How TikTok interacts with music streaming platforms like Spotify, Apple Music and YouTube carries large financial implications. That’s because not much money is made directly from TikTok — yet. If TikTok crowds out time on subscription services, fewer people might choose to pay for subscriptions. Even if TikTok replaces time spent using ad-supported streaming services such as Spotify and YouTube, the record industry would get less value in return.
Neither record labels nor the RIAA break out TikTok revenues, which are categorized as ad-supported streaming revenues, according to a source familiar with revenue accounting. But considering ad-supported streaming, including the likes of Spotify and YouTube, generated $872 million in the first half of 2022, up 16.4% year over year, it’s safe to assume TikTok and other social media apps didn’t amount to much — despite the fact that they account for more than four hours of the 19 hours of weekly time spent listening to music, according to MusicWatch.
Replacing mature, well-monetized subscription listening with younger, poorly monetized social media viewing would be a net loss for labels and artists. Subscription services are record labels’ largest breadwinner, accounting for $4.5 billion of the record industry’s $7.7 billion of total revenue in the first half of 2022, according to the RIAA. Streaming in its various forms — subscription, ad-supported, limited tier and more — represented $6.5 billion.

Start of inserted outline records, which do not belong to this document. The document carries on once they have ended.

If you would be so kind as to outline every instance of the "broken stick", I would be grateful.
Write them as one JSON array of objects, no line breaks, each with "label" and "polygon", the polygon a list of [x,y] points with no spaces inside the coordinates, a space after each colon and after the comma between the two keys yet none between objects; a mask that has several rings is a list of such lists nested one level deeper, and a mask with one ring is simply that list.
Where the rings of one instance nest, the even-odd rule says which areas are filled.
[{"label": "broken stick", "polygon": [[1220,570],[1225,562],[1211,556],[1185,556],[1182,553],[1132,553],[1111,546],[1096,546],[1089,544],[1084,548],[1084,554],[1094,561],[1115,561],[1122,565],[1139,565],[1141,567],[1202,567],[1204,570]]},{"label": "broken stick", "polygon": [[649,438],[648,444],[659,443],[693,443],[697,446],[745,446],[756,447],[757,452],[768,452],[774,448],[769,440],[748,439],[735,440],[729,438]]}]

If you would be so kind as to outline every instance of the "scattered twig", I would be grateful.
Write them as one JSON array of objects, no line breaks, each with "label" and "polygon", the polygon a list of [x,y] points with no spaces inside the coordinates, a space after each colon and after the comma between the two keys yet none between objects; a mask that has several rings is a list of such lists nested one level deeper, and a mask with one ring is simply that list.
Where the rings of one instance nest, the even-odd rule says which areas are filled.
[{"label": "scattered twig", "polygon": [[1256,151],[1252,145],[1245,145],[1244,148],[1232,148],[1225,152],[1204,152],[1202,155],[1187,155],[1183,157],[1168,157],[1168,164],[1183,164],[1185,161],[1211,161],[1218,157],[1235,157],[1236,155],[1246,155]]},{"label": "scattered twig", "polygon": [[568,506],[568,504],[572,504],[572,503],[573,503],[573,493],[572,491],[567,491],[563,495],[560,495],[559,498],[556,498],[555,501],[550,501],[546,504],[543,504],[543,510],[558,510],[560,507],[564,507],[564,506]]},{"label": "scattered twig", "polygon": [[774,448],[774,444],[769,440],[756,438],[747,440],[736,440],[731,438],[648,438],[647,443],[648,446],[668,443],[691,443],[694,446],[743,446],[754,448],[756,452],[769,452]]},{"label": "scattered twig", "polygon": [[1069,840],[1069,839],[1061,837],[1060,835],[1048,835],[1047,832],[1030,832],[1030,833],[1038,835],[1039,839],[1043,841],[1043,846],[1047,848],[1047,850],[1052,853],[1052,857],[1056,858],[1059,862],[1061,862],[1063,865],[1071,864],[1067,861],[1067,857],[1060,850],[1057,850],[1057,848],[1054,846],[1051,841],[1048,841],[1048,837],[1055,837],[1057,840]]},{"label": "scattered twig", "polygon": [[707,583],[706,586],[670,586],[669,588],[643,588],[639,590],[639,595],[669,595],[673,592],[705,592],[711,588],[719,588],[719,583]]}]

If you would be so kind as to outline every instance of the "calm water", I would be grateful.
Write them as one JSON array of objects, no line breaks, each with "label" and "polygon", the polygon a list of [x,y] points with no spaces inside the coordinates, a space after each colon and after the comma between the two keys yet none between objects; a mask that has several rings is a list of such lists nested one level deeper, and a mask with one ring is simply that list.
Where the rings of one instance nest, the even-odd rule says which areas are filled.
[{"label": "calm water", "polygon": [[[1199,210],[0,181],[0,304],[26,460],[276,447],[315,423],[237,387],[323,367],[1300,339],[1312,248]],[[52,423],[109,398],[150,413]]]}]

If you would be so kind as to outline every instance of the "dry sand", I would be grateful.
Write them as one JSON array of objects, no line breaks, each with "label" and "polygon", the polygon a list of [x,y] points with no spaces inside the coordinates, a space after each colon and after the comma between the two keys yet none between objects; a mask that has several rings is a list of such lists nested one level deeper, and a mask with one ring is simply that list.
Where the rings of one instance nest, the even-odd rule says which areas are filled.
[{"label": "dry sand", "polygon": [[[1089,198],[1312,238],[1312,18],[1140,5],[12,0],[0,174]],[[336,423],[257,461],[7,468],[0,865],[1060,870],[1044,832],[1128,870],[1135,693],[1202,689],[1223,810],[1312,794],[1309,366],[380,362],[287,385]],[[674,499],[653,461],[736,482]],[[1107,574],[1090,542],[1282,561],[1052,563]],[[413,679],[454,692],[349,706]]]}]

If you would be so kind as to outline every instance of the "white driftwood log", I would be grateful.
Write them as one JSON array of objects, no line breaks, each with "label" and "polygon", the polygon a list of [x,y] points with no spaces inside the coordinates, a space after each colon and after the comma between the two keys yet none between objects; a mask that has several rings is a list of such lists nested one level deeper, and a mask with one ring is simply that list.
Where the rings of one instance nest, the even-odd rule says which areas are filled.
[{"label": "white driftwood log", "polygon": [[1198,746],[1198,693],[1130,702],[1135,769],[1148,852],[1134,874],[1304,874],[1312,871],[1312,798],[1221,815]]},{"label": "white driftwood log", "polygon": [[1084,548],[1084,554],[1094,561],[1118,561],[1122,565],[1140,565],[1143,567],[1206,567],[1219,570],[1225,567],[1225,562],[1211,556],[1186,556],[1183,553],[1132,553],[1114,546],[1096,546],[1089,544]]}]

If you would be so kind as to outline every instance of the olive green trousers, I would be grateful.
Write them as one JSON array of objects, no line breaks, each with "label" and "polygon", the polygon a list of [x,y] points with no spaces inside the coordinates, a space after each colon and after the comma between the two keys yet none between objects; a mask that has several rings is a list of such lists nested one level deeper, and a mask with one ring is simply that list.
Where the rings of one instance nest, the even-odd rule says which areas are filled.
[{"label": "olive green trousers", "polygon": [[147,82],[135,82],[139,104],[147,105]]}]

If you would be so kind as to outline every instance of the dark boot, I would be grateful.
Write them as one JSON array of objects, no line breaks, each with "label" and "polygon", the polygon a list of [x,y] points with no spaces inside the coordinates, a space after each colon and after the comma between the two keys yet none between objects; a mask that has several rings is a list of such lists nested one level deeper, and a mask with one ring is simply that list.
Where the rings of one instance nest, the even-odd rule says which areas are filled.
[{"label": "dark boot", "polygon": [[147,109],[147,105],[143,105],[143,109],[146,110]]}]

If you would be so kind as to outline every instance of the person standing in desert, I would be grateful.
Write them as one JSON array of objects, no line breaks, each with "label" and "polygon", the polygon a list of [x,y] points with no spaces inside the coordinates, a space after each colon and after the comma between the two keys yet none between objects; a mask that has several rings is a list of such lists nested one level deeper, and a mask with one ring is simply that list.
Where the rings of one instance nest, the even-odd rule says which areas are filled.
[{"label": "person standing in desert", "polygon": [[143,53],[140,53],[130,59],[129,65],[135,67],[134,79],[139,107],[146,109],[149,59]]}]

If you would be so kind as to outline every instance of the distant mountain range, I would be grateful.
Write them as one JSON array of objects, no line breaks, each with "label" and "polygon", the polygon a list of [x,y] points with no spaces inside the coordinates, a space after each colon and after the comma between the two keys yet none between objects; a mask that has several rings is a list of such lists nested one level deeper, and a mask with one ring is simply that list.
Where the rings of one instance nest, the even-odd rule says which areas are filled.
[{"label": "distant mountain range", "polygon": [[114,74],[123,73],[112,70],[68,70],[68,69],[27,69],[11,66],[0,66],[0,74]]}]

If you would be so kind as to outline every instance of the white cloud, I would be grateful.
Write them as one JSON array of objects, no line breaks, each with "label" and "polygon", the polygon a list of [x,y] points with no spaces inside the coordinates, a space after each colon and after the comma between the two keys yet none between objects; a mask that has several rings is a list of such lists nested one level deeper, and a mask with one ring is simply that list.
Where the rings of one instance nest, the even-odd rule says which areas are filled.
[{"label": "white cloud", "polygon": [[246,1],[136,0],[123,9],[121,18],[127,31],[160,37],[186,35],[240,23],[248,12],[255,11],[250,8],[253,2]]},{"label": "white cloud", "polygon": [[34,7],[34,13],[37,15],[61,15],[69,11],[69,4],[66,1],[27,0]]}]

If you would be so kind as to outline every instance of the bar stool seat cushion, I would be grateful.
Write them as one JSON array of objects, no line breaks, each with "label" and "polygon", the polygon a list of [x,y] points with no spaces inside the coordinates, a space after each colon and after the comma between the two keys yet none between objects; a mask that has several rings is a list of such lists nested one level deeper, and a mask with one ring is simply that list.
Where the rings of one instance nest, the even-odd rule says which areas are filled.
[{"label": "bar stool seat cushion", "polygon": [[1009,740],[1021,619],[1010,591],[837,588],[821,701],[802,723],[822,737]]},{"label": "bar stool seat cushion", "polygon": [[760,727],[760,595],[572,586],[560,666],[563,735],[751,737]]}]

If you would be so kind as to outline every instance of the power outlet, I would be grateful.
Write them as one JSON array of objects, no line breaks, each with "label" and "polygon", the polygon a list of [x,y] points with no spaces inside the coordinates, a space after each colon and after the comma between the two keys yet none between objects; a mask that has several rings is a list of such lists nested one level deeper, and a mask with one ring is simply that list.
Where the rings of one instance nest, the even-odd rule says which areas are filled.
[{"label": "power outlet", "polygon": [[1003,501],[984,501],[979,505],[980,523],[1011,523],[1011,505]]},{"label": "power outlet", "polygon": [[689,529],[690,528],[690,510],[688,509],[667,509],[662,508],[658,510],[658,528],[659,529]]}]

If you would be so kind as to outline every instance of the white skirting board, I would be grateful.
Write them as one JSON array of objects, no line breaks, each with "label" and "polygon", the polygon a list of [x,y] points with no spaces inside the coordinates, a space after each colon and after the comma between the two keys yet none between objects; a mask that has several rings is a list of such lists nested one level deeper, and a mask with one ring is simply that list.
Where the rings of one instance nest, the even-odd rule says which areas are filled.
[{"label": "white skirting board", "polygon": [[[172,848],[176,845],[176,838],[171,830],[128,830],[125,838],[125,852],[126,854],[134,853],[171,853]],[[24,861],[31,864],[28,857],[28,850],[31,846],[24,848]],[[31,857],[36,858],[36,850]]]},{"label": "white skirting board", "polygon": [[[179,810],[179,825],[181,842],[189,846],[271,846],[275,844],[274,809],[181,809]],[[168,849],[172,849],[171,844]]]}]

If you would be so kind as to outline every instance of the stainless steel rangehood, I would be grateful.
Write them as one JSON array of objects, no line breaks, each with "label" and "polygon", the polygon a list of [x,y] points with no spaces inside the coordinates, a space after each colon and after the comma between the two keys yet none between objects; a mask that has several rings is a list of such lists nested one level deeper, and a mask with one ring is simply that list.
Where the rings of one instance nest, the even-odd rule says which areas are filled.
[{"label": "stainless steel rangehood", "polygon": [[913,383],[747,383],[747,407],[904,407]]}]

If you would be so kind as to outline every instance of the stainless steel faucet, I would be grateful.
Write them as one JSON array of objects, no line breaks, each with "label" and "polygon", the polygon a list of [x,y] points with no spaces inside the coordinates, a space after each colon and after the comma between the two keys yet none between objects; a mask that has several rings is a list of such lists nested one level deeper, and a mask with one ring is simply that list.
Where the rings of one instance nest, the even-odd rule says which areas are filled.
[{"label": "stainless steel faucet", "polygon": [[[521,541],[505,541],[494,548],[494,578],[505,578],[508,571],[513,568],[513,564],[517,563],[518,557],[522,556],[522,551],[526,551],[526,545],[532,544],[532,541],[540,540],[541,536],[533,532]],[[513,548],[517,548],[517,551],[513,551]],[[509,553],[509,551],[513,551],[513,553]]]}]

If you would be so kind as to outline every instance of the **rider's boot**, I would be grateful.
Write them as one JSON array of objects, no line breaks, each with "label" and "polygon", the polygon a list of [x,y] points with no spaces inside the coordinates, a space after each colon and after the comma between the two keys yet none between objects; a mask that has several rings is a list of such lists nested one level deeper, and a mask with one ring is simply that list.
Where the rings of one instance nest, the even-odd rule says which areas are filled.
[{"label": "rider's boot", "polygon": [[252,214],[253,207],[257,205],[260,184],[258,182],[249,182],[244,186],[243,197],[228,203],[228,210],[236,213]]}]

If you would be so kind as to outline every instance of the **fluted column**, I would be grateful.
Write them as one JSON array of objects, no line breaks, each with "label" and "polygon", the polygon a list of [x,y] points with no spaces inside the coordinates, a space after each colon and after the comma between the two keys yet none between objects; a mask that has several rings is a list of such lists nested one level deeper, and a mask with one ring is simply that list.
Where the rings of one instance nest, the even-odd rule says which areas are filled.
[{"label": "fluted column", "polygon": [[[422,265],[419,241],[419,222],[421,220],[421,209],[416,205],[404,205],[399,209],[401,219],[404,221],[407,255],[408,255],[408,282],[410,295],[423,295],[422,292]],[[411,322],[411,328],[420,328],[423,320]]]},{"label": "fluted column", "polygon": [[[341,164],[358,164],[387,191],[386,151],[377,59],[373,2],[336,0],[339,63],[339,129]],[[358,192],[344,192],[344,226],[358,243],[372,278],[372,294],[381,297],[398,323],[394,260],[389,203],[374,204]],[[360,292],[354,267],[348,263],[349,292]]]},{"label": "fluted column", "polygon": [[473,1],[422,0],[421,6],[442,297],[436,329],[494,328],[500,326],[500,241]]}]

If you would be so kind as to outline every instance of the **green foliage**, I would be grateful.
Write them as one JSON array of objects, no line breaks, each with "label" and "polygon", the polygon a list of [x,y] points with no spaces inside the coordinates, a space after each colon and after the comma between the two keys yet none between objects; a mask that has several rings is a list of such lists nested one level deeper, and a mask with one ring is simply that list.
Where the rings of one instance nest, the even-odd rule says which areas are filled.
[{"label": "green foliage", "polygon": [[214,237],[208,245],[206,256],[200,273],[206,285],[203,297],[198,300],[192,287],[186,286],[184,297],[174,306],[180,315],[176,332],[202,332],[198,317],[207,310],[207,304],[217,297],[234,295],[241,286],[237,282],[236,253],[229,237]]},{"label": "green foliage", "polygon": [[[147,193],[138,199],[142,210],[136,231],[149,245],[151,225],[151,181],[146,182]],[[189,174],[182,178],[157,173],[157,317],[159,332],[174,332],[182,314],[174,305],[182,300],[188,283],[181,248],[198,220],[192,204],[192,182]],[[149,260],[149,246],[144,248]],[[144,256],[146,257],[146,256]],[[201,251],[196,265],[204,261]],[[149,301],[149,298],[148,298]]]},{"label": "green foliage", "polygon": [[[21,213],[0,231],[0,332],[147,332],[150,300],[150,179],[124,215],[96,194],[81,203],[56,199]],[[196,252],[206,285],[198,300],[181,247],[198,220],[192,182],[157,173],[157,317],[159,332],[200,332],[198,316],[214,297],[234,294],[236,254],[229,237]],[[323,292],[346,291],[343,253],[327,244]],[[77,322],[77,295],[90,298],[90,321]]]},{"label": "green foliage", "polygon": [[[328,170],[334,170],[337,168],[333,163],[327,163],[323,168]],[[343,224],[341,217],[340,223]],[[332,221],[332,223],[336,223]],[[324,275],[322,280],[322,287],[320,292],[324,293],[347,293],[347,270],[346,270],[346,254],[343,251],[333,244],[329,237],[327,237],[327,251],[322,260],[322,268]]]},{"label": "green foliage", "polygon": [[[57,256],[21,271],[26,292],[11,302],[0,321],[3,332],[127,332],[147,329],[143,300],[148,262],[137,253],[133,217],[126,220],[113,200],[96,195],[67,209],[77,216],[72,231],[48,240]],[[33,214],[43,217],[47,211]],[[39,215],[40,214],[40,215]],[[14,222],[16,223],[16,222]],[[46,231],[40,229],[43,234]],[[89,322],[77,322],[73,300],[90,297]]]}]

So far, however, it appears TikTok can co-exist with subscription services. MusicWatch found that paid subscribers increased “nearly” 20 million from pre-pandemic levels to 86 million. Growth is coming from 18-to-24-year-olds “who have returned after cutting back on paid subs during COVID, and 35-44-year-olds,” according to MusicWatch’s blog post. Social media apps appear to be a precursor to streaming elsewhere. Once a video goes viral on TikTok, people jump to platforms like Spotify to stream the entire song.
Time spent streaming music increased 7%. SiriusXM satellite radio, and other formats, accounted for some of the gains, too, while AM/FM radio listening declined. “Those 19 hours count everything from CDs, streaming, social media — even music podcasts,” says Crupnick. “Pretty much everything across the music spectrum.”